When I leaf through a hard copy of the newspaper, I see everything that the editors want me to see on every page, what the Times calls “All the news that’s fit to print.”  I might only want to read the headline, but it’s pretty hard to avoid the first sentence, photograph and large pull-out quotes. Thus by leafing through the paper, you get the world, albeit the world according to one view. By contrast, once you get past the home page, it’s much easier to skip articles or even whole sections of most online versions of the newspaper. It would be impossible to have it any other way unless the screen were as big as a two-page spread of a daily newspaper.

3.      A sense of time is lost online
The hard copy newspaper represents a point in time that is repeated every 24 hours. On the Internet, stories are constantly updated, so it’s easy to lose sense of the chronology of the news unfolding after the events occur. The constant updating also can lead to errors as media outlets compete with each other to be the first to bring the news to the public’s attention. More problematic is the ease at which stories can hang around, especially at news aggregators that decide what to post based on the popularity of articles.  Often you see a story that looks new, but it’s really days and sometimes even weeks old. This loss of a sense of time distorts the long-term significance of news stories.

I’m not condemning online news.  I routinely follow stories during the day online, and peruse all the news via Google News and Yahoo! twice a day (but only after I have read the Times).  I do think, however, that the gradual replacement of the hard copy of the daily newspaper represents a decline on the quality of life and is leading to an electorate that has lost some of its ability to sort out the chronology of events.

I want to close with another of my occasional news story comparisons.

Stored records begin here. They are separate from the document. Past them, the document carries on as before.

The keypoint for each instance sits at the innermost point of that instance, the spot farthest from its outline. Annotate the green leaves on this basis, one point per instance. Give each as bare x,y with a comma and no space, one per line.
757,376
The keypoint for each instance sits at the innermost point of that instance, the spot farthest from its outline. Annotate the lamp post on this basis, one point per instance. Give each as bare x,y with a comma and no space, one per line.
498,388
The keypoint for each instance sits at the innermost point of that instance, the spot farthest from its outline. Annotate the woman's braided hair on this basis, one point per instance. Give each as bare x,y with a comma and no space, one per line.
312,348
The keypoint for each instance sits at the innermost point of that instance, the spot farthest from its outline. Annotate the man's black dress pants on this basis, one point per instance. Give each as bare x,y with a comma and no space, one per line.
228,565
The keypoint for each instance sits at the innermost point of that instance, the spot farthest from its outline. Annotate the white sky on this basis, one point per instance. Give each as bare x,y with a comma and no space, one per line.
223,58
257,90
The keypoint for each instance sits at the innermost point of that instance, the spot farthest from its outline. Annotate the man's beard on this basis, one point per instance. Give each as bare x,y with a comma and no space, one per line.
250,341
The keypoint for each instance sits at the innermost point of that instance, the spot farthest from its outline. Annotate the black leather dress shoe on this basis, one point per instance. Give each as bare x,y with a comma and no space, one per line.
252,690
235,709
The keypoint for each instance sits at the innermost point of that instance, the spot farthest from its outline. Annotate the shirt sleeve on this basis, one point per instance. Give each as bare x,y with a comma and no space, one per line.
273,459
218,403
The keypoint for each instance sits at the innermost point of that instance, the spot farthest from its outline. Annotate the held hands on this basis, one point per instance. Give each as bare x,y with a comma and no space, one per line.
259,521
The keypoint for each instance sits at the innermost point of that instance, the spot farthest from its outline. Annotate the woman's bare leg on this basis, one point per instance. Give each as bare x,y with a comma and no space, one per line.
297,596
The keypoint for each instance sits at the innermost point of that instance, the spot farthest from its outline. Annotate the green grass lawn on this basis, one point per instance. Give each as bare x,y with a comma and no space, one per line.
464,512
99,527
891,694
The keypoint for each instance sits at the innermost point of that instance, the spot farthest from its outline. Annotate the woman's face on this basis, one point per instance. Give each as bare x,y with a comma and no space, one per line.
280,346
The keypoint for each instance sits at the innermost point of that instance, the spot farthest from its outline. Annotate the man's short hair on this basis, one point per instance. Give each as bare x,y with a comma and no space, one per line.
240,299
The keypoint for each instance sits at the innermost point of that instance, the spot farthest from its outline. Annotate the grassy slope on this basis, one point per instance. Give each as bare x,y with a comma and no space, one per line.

It’s sad to consider what the following comparison says about our society, the level of public discourse and the collective wisdom of our editors in prioritizing information.

Here are the two sets of information I fed into the Google News search box over the weekend. In each case, I used the minimum number of words I thought it would take to produce a result:

Story: Some photographer took photos of the wife of the grandson of the Queen of England while she was topless on a beach.
Key words used: Kate topless
New stories: 4,314

Story: A team from Stanford and Lawrence Livermore Laboratory found that if we harnessed all the wind energy on Earth to produce electricity it would produce 100 times the current global use and the wind turbines would affect temperatures by a mere .2 degrees Fahrenheit and add one inch to the annual rain total worldwide. The team also proposed a conceptual plan for making the wind energy dream come true.
Key words used:  wind energy Stanford Livermore
New stories: 211

News editors think we should care more about the boobs of a mildly attractive mediocrity than the fact that a team of researchers have proof that we can engineer our way out of the climate change crisis and our coming shortages of carbon-based fuels.  The significance of this preference is, as the Latins would say, res ipsa loquitor – a thing that proves itself.